Bu dengenin bozulması bütün dengeleri etkiler. Biz bunu fark edemeyiz çoğu
zaman, dünyanın kendi etrafında saatte
İnsanlık çok çok uzun zamandır doğayla barışık bir yaşamı terk etti. Kendi refahı için ona savaş açtı. Onunla uyumlu bir gelecek yerine, onu kendisi için “yaratılmış-oluşmuş” bir meta gibi gördü ve nasıl kullanırımın derdine düştü. Daha çok besin elde etmek için ormanları yok etti, tarlalar açtı. Ekinleri, meyveleri yiyor diye zehirle böcekleri öldürdü. Fabrikalar kurup havayı, suları, denizleri, toprağı kirletti. Tüm bunlar da yetmedi daha çok egemenlik, daha varsıl bir devlet, daha korkulan bir güç olabilmek için çağlar boyunca birbirinin boğazını sıktı, gözlerini oydu, kanlarını içti!..
"ANCAK, BU BÖYLE GİTMEZ!"
Bugün, doğa “Bu böyle gitmez, bu böyle süremez” diye iklim krizi, küresel ısınma, pandemi gibi işaretler gönderdikçe insanlık “Evet, gitmiyor” gerçeğini kabullendi, sözde! Kimsenin okuyup ciddiye almadığı raporlarda kaldı tüm bu gerçekler.
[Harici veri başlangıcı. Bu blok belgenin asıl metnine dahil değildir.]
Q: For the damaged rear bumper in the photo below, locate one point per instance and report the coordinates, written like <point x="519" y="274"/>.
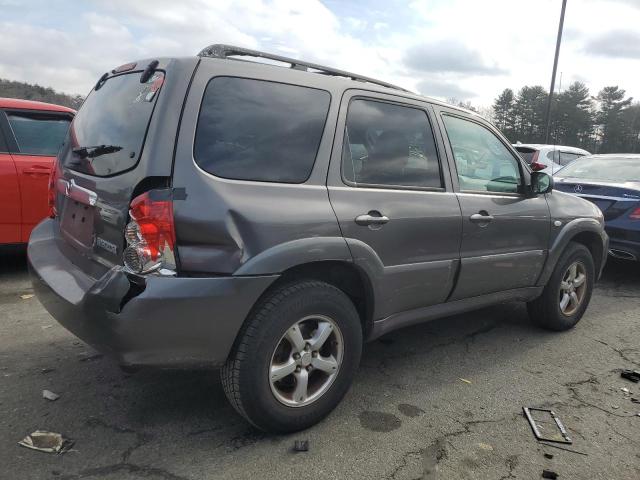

Raporlar, “Fosil yakıtlar iklim krizine neden oluyor, onlardan kurtulmak lazım” dedikçe daha çok petrol ve kömür endüstrisine kaynak aktarıldı. Kamu yararına, kâr amacı gütmeyen ve doğaya en az zarar verecek bir enerji üretimi mümkün, öncelikle toplumsal yaşamın “tüketim, daha fazla tüketim” modelinden kurtarılması gerekir önerilerine kulak tıkanarak iklim krizine çare olarak “Yenilenebilir temiz enerji” hayali pazara sürüldü. Bunun da bir masal olduğu ve doğanın kirletilerek pazarlanmasının yeni aracı olmaktan başka bir anlam taşımadığı çok geçmeden anlaşıldı.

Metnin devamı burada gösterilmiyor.